Outre la délocalisation des emplois, les concessions octroyées aux pays clients, et notamment les transferts de technologies, leur permettent à terme de créer leur propre industrie militaire. Ainsi, grâce au savoir-faire acquis avec la production des hélicoptères d’Aérospatial (aujourd’hui Airbus) dans les années 80, la Chine fabrique désormais ses propres hélicoptères militaires, qu’elle exporte au Cambodge, au Pakistan, en Namibie ou encore en Zambie. En mai 2017, l’Arabie Saoudite annonçait la création de sa propre entreprise d’armements, la Saudi Arabian Military Industries (SAMI).

Les exportations d’armes de la France contribuent donc à la prolifération des capacités de production dans le monde, y compris chez des concurrents et peut-être même à destination d’adversaires potentiels ou d’États peu scrupuleux. Pas de quoi refroidir le gouvernement, qui continue à faire la promotion des industriels français de la Défense, du Qatar à la Turquie, sans faire beaucoup de cas de ses engagements en matière de droits humains. Le Yémen est sans doute loin d’être le seul terrain où des civils sont ou seront victimes des technologies françaises.

Un contrôle démocratique plus que jamais nécessaire

Certains écrits commencent à questionner cette stratégie de la course aux exportations. L’industrie de la défense française serait de plus en plus dépendante des exportations [2]. Par ricochet, le budget de l’État peut aussi être affecté. Ainsi, l’équilibre financier de la Loi de programmation militaire 2014-2019 était-il lié à la vente des Rafales de Dassault à l’étranger, puisqu’en cas d’échec, le gouvernement s’était engagé à couvrir les surcoûts de production de l’avionneur. Pour préserver les finances publiques, il faut vendre à tout prix. Y compris à l’Égypte, malgré la décision de l’Union européenne de suspendre les ventes d’armes au régime dictatorial du maréchal al-Sissi.

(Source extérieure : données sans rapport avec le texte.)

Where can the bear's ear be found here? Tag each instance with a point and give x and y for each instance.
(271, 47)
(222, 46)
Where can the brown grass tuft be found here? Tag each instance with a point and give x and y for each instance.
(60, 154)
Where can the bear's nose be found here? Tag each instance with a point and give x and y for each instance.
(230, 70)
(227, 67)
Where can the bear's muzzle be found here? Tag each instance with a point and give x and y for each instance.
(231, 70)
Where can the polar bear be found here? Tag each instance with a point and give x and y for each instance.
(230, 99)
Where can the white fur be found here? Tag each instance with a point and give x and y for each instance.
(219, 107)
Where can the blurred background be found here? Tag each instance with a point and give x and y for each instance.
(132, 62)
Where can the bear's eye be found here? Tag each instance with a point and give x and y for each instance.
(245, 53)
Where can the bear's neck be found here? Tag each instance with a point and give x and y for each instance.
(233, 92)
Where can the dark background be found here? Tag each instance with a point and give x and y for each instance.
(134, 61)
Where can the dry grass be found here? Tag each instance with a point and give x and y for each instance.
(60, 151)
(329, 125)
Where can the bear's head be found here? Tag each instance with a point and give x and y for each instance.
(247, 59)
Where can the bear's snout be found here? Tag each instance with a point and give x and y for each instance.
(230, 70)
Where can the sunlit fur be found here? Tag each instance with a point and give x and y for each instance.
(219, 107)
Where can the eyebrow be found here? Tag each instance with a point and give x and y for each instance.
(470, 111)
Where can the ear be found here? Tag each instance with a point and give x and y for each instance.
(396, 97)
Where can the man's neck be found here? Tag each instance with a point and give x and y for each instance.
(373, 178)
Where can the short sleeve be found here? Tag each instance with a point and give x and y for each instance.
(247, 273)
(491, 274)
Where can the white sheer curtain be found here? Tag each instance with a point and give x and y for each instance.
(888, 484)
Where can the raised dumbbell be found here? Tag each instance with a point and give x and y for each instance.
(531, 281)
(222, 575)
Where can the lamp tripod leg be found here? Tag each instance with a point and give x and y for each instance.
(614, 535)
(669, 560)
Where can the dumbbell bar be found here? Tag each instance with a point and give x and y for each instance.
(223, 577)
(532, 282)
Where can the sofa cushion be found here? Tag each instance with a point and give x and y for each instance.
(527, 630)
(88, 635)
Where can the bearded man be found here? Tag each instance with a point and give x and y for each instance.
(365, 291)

Pourtant, ces contrats qui se chiffrent en milliards d’euros restent largement présentées comme des succès commerciaux, et la France comme une « championne des exportations » qui « talonne la Russie ». « En France, il n’y a pas de culture de contestation ou de débat sur la question des exportations d’armes, comme en Grande Bretagne, en Allemagne ou en Belgique, relève Aymeric Elluin. C’est consubstantiel à la cinquième République. »

Alors qu’au Royaume-Uni, il existe une Commission parlementaire dédiée au contrôle des exportations d’armes, le débat en France se limite essentiellement à quelques questions écrites et un rapport annuel qui est transmis aux députés sans plus de discussions. « Il faudrait qu’il y ait des contre-rapports, des questions sur l’utilisation des armes à l’étranger, des garanties contre les violations des droits humains : c’est un enjeu pour les générations futures », conclut Aymeric Elluin. D’ici là, le Yémen attendra.

Auteur Anne-Sophie Simpere pour BastaMag

Notes


[1] Source : Rapport aux parlementaires sur les ventes d’armes 2017.


[2] L’industrie de défense française était en 2012 dépendante des exportations à hauteur de 20% de son chiffre d’affaires. Récemment, le PDG de la Direction des constructions navales (aujourd’hui Naval group) indiquait que son entreprise était dépendante à 50 % des exportations. Voir Lucie Béraud-Sudreau, « La politique française de soutien aux exportations d’armement : raisons et limites d’un succès », Institut français des relations internationales, juin 2017.